# Pickup Shoe Spring Strength



## Grandcheapskate (Jan 5, 2006)

Hi Guys,
If you remove the guide pin from any chassis and sit the chassis on a table, should the front tires touch the table top? In other words, should the pickup shoes springs compress just with the weight of the chassis?
Reason I ask is I have an Aurora SuperMag (actually, a lot of them). The springs are very strong - strong enough so that without the magnetic attraction of the traction magnets, the front tires do not touch the ground. It is only when the traction magnets are directly over the rails is there enough downforce to pull the front of the chassis all the way down. As you rotate the chassis off the rails, you can actually see the front of the chassis rise. Eventually, it gets to the point where the guide pin is barely still in the slot.
Sit the chassis on a table and the springs don't compress at all.

Thanks...Joe


----------



## dlw (Aug 17, 1999)

The tires should touch the track. If they don't, the springs are too strong. Try crushing them between your fingers........That should help.


----------



## afxgns (Jul 6, 2006)

With M/Ts if there is no magnetic downforce, the tires don't touch.
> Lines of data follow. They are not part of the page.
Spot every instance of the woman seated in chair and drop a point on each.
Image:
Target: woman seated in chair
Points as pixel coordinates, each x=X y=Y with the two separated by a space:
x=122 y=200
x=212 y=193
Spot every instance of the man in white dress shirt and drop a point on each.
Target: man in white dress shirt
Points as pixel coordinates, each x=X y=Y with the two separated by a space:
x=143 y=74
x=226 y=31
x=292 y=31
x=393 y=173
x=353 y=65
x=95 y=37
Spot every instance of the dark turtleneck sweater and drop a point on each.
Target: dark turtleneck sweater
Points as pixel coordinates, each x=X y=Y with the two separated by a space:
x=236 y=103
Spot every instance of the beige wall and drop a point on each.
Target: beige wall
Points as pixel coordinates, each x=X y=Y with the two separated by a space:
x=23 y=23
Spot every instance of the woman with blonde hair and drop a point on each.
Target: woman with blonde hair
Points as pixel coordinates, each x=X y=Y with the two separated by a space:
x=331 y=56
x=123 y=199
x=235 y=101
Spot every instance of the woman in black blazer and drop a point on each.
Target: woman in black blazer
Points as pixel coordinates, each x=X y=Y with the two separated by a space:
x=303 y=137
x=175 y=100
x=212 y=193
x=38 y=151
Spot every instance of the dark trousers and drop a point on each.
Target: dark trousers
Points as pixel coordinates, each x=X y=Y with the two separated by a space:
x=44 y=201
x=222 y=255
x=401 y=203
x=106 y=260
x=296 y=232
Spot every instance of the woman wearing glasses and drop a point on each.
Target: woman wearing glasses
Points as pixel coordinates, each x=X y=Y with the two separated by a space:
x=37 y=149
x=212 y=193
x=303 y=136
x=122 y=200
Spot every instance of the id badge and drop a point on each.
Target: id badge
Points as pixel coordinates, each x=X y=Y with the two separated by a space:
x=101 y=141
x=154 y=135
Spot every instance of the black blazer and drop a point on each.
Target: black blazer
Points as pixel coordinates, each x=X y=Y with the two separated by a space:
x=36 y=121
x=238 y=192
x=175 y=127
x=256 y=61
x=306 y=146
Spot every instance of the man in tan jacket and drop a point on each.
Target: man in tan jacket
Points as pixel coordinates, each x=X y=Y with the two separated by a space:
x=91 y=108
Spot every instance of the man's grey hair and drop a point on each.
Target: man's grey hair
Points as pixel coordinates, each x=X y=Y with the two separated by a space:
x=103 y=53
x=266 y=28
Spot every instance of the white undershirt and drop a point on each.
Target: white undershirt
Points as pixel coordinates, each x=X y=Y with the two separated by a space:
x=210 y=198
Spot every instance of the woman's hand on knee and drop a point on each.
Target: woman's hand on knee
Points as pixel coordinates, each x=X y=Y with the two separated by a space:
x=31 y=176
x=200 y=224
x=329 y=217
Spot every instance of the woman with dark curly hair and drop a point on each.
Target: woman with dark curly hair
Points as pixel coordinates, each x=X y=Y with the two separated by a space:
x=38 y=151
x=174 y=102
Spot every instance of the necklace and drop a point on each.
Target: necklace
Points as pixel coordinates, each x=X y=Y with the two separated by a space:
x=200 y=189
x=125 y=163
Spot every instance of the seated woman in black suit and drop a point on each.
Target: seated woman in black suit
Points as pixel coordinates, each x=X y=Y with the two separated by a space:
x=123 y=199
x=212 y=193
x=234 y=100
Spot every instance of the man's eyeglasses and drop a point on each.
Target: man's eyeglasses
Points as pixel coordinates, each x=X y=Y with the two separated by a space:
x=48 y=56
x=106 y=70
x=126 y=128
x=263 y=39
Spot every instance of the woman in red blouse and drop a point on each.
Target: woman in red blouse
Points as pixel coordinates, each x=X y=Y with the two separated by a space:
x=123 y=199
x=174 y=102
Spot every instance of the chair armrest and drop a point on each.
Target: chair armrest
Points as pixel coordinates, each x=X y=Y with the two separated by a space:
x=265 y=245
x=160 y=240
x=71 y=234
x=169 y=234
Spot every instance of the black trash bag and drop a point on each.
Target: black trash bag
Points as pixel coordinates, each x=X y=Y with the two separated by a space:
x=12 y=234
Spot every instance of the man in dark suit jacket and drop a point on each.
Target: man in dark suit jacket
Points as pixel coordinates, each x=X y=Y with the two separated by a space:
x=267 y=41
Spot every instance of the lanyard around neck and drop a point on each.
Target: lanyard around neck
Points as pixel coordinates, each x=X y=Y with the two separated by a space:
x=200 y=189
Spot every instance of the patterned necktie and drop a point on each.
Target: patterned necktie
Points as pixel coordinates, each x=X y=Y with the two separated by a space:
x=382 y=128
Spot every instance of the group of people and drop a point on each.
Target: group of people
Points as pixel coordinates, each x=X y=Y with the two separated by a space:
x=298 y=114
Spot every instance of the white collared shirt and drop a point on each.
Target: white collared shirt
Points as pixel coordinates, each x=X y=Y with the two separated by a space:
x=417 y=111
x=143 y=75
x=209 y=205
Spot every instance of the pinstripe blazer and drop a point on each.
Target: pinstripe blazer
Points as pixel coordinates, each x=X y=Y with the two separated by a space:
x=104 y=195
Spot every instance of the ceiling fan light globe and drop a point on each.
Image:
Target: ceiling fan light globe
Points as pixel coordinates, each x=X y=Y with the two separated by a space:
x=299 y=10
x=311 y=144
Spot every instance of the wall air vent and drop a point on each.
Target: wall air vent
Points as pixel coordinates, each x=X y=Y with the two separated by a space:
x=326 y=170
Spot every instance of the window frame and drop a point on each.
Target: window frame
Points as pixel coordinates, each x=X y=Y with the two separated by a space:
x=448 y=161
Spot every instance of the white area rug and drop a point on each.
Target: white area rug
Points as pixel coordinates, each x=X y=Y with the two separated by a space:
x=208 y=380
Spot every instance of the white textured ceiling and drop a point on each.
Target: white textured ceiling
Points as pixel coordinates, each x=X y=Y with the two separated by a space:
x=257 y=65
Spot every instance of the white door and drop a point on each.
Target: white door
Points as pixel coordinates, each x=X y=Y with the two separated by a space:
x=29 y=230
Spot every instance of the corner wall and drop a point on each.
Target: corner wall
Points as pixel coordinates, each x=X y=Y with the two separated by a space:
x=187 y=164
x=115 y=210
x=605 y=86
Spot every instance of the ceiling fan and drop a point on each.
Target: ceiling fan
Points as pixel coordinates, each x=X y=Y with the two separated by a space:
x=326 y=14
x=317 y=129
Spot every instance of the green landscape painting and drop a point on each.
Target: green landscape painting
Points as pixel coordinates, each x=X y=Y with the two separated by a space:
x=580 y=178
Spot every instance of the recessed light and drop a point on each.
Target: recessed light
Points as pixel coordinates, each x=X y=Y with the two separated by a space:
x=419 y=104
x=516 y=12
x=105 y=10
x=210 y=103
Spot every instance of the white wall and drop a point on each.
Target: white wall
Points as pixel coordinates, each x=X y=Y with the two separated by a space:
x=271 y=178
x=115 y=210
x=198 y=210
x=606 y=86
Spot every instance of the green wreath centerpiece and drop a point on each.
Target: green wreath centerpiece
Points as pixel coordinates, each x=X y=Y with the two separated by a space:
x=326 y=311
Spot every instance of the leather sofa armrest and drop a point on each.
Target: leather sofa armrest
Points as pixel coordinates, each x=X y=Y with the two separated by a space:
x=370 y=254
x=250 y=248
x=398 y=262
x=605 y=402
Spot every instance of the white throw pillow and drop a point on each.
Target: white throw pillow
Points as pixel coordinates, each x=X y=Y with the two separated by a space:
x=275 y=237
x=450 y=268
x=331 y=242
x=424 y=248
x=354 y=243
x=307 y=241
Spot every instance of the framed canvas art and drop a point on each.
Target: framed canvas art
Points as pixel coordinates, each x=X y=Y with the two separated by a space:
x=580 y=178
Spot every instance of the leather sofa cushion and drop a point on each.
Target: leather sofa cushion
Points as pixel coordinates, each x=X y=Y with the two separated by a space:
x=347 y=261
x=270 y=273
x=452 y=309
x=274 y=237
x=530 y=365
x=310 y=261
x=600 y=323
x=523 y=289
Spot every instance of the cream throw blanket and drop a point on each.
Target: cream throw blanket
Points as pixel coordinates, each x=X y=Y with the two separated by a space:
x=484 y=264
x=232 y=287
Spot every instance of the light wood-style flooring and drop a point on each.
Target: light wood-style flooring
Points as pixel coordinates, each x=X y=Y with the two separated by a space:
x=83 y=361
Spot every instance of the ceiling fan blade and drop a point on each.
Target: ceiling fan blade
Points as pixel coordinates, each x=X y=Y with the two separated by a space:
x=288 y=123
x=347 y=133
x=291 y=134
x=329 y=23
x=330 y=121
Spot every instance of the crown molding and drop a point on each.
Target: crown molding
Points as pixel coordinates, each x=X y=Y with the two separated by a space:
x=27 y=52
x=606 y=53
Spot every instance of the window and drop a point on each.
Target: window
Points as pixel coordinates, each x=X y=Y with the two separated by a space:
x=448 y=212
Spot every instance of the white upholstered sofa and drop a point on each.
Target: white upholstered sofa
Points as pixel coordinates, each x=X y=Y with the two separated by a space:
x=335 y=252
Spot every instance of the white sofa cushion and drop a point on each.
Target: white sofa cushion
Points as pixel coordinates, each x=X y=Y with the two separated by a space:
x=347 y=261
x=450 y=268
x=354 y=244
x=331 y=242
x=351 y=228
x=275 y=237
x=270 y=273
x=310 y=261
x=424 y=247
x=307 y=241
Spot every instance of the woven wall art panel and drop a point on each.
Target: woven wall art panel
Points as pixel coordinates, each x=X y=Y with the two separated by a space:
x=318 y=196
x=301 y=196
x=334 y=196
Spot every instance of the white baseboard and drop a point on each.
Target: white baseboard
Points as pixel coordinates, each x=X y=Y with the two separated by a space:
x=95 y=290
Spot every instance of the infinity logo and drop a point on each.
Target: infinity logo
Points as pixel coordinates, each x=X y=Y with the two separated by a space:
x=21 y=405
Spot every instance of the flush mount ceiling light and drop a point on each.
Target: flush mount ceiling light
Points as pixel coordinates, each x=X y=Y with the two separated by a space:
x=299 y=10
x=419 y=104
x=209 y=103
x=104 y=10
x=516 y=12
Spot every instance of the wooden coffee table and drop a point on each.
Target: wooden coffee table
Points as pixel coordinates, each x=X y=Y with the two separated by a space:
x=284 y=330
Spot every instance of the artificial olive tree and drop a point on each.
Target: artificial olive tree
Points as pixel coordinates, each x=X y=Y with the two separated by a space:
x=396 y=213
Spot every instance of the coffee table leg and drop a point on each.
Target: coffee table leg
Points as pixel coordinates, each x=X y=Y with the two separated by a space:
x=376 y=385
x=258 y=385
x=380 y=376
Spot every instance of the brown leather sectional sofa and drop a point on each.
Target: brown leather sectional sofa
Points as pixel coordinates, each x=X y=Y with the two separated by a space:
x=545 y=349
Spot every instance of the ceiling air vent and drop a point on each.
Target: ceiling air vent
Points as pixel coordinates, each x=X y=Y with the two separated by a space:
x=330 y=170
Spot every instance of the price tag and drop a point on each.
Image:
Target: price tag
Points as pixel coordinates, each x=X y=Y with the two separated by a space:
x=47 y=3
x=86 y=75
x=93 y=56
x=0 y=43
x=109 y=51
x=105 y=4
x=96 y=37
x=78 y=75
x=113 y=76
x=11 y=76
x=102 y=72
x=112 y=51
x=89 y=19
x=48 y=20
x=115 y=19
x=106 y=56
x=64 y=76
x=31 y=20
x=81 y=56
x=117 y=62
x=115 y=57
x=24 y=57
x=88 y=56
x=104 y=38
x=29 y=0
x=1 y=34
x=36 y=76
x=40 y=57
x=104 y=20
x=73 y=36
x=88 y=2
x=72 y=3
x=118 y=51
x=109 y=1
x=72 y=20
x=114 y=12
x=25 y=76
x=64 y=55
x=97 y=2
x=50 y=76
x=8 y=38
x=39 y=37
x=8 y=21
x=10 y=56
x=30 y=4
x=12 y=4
I would say that if this chassis has seperate traction magnets, you probably don't want the fronts to touch. There will be alot of downforce with these magnets. don't be alarmed.


----------



## slotcarcrz (Dec 16, 2005)

Crushing the spring will not give you eaqual pressure on the shoes. Try makinf the rear hump smaller this will increase the pressure. Make sure the shoes still move smothly. then make sure the front of the shoe sits flat on the rails. If your shoes build up carbon(black spots then the pressure is to soft. If you car deslots on exceleration then they are to stiff. Try for a happy medium. Good Luck.


----------



## Cafefroid (Dec 23, 2007)

Hi guys, 

Any chance of a diagram or a picture describing the "make the rear hump smaller" thingy? I'm new to this hobby and have an x-traction car that's jumping around madly on the track, even deslotting on straithways when hitting the gas. I figured this operation just might solve the handling issue (and save me from buying a new car) but I can't figure out what to do precisely to the pickup shoe. Also, if making it "smaller" increases pressure, I guess I need to make it "bigger" in order to soften the pressure and keep the car from jumping off?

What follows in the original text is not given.